El Congreso de los Diputados ha lanzado un proyecto de ley para mejorar las pensiones de los mutualistas, es decir, las pensiones de aquellos profesionales colegiados que optaron conscientemente por cotizar en sus respectivas mutualidades de abogados, procuradores, ingenieros, médicos o arquitectos, en lugar de hacerlo en la Seguridad Social. Lo hicieron por una única razón: porque era mucho más barato que hacerlo en el RETA y ahora, cuando ven la pensión que les queda, ponen el grito en el cielo y piden al Estado que les dé –porque es un regalo a costa de todos– una pensión completa.
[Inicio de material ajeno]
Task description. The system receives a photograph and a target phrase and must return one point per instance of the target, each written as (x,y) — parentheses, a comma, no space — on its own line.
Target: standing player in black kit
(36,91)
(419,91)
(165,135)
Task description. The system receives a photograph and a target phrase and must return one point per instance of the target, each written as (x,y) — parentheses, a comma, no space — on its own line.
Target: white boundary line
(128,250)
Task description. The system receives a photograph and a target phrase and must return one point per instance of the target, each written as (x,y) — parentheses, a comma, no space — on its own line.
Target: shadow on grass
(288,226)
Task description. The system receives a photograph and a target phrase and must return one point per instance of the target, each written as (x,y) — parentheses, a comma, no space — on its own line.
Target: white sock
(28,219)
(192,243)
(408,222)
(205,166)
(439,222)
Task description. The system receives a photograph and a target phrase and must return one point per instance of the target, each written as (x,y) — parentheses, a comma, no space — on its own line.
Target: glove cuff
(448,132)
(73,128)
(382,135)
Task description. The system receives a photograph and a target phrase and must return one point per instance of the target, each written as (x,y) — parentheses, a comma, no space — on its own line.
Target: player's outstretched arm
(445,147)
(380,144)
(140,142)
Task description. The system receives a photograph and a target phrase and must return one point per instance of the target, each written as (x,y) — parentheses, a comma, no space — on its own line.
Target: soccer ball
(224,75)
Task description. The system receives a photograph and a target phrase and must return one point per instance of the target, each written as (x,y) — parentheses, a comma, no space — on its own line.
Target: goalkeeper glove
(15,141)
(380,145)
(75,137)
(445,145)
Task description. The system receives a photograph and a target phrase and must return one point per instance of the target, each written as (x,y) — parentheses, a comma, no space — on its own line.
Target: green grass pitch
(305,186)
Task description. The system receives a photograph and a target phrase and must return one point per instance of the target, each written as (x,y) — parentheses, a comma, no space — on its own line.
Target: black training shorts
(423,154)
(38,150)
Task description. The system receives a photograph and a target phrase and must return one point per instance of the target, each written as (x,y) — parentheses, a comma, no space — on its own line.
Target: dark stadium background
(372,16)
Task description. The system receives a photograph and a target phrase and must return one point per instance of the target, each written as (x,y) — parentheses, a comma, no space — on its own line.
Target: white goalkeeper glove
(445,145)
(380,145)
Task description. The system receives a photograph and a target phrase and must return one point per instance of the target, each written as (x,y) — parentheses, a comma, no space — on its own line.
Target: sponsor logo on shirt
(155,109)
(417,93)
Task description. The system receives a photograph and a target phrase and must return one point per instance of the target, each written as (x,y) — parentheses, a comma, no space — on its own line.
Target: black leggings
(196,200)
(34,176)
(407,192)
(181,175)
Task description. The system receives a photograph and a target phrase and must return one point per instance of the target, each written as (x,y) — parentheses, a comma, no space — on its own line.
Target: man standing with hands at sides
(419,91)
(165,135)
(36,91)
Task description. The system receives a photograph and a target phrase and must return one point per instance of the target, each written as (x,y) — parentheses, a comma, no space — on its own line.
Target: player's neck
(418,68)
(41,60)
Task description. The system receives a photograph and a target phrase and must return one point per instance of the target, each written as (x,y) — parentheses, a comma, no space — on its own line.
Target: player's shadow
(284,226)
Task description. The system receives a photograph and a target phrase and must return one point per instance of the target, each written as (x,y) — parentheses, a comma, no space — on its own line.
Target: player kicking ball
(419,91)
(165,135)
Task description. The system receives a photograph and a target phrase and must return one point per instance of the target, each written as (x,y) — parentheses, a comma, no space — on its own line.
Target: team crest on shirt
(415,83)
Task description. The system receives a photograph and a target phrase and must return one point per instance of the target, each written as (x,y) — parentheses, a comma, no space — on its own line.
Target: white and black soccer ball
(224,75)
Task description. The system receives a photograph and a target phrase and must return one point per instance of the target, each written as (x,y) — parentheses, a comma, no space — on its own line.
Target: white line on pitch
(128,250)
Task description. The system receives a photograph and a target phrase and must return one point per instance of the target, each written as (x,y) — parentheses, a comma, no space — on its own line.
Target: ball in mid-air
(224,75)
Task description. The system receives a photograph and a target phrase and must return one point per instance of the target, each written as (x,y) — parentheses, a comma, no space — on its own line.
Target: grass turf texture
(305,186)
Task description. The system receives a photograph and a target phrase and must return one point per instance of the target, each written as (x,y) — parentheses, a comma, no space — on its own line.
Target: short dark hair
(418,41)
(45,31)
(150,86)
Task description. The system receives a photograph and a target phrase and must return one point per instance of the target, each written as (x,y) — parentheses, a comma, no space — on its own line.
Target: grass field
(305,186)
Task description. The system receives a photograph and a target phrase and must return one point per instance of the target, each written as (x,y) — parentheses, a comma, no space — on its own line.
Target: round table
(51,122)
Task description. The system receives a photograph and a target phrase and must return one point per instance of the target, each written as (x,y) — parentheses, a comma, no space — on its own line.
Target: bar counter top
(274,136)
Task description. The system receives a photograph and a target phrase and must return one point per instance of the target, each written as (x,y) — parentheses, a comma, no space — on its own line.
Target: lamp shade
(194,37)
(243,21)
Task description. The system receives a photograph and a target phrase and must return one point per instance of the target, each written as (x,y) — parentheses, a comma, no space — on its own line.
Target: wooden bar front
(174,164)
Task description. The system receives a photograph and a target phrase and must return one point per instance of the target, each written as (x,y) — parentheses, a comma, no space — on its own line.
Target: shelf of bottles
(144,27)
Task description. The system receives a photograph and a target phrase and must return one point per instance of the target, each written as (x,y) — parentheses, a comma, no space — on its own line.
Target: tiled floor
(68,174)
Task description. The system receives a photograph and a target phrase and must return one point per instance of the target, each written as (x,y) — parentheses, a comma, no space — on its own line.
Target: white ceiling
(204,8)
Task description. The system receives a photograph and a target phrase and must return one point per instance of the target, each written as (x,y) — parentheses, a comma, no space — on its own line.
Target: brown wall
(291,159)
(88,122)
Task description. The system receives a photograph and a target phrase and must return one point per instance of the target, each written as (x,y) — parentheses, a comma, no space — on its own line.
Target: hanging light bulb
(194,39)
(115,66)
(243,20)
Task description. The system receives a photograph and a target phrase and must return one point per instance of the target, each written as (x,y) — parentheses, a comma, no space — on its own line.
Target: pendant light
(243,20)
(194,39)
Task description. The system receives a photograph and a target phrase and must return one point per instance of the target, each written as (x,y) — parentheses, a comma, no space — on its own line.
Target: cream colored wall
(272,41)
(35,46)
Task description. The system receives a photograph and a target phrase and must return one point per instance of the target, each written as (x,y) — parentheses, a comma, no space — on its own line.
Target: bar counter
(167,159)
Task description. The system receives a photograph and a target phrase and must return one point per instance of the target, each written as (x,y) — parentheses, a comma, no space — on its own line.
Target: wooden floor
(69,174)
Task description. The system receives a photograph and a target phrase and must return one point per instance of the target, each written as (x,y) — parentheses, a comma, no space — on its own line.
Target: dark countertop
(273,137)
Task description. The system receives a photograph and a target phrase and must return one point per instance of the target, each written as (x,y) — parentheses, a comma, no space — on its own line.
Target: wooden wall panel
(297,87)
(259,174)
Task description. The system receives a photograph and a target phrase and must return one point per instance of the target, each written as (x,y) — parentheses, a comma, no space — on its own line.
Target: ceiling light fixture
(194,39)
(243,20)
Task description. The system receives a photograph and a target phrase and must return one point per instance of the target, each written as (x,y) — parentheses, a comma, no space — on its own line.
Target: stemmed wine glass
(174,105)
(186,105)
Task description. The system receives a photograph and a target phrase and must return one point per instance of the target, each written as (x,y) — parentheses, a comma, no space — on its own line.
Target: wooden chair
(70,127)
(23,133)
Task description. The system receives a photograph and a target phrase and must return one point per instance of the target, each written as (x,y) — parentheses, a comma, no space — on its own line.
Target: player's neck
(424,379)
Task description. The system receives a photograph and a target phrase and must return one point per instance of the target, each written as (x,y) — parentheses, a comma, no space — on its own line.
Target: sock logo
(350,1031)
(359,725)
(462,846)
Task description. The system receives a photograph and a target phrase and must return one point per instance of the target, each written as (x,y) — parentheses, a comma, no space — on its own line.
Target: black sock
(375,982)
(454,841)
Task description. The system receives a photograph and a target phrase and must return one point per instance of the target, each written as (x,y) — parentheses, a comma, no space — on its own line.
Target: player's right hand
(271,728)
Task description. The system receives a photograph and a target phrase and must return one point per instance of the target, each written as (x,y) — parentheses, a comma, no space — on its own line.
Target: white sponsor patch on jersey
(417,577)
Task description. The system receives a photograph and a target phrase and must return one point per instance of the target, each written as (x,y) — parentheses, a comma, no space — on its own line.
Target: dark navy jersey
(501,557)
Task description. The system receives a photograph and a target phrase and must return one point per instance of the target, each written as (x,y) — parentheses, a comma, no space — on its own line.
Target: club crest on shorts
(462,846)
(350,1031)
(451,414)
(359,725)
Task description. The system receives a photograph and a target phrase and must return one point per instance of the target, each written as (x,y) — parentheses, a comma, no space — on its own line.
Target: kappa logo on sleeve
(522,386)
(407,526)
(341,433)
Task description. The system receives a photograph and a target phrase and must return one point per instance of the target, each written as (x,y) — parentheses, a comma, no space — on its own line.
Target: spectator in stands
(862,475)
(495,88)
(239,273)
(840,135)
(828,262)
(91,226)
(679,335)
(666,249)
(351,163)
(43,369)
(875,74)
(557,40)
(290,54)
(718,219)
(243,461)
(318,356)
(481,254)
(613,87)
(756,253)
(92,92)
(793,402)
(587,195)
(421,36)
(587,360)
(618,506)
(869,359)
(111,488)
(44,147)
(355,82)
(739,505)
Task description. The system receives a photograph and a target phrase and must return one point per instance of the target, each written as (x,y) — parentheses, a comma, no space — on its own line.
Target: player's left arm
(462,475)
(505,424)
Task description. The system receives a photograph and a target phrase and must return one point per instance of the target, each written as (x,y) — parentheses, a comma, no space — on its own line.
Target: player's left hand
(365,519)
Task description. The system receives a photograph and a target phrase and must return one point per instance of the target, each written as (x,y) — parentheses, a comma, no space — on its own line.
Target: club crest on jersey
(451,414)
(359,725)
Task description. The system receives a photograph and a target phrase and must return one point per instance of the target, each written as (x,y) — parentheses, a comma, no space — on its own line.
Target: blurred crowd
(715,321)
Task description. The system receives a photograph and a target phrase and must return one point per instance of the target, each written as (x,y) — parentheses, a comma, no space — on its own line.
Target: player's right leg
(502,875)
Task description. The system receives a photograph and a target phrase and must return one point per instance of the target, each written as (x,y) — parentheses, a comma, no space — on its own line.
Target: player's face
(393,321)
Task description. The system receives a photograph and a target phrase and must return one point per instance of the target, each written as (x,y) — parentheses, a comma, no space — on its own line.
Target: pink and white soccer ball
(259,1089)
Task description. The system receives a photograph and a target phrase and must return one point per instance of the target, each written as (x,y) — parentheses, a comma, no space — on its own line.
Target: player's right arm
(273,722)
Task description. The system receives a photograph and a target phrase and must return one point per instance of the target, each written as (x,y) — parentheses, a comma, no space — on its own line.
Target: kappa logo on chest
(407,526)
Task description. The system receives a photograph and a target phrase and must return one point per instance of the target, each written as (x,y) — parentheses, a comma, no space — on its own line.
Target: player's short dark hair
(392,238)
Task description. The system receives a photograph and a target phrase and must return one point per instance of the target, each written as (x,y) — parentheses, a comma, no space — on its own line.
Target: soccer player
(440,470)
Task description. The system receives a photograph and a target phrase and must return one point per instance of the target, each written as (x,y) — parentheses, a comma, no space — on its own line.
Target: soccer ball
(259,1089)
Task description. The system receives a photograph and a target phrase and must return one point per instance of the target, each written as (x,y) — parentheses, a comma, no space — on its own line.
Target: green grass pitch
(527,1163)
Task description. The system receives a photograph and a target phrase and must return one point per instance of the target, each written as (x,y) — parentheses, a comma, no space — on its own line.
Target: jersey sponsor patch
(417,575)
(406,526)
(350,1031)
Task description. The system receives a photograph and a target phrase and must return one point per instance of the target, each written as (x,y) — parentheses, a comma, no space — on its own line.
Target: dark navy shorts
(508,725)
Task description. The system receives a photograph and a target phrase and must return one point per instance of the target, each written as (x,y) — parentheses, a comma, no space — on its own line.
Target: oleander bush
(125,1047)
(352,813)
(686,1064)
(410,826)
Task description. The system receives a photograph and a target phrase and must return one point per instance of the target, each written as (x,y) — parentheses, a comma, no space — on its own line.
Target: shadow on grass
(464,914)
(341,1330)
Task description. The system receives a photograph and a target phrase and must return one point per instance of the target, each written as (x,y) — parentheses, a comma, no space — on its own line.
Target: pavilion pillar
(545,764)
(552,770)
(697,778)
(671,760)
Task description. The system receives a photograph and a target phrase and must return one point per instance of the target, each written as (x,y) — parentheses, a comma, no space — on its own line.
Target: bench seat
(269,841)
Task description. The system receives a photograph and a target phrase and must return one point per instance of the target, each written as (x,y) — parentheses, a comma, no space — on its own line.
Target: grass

Entonces, algunos, aunque éramos pequeños, cuando nos dieron la oportunidad de elegir, optamos racionalmente por el RETA a sabiendas de que lo barato sale caro.
Esta nueva iniciativa legislativa es otro atropello a la racionalidad. Los 38 años de ‘aportaciones’ a la mutualidad que piden no suponen ni 15 años de ‘cotización’ a la SS porque la cuota de la mutua era aproximadamente una tercera parte de la del RETA. Luego, complementarles para acercarlos a la pensión mínima de 1.200€ mensuales supondría triplicarles por arte de birlibirloque la pensión ya las aportaciones reales dan para una pensión media de 450€ mensuales. Lógicamente –solo faltaba– se les obliga a trasladar el capital acumulado en la respectiva mutua a la TGSS. No obstante, hasta que no se publique el reglamento correspondiente, no se sabrá si ese traspaso se tiene que verificar ahora mismo o cuando llegue el momento de la jubilación.
Los políticos se defienden señalando que no se les va a garantizar la pensión mínima que les hubiera correspondido si hubieran cotizado en el RETA, pero lo cierto es que se les quiere acercar mucho. La pensión final estará en función de los ‘años rellenados’ con el capital de la mutua. Las asociaciones de mutualistas reclamaban una conversión ‘1×1’, es decir, equiparar un año aportado en la mutualidad como un año cotizado en la Seguridad Social. Sin embargo, como todos son muy conscientes de que los mutualistas abonaron cuotas muy inferiores a las del RETA, no se les va a reconocer ese 1×1 que hubiese sido ya para nota.
Esa ley pasa ahora al Senado para continuar con su tramitación. Además, permitirá que cualquier persona que haya cotizado en una mutualidad pueda pasarse a la SS, independientemente de que esté en activo o jubilado. Un tema a seguir porque cualquier mejora de la pensión actual de los mutualistas –que se mueve entre los 300 y los 700€ mensuales– será un regalo con el dinero de todos a quienes optaron por lo barato. Un regalo puro y duro porque obtendrán una pensión para la que nunca han cotizado. En definitiva, supondrá incorporar más subsidiados a un sistema que hace aguas y, por lo tanto, cada euro debería quedar explicado con pelos y señales.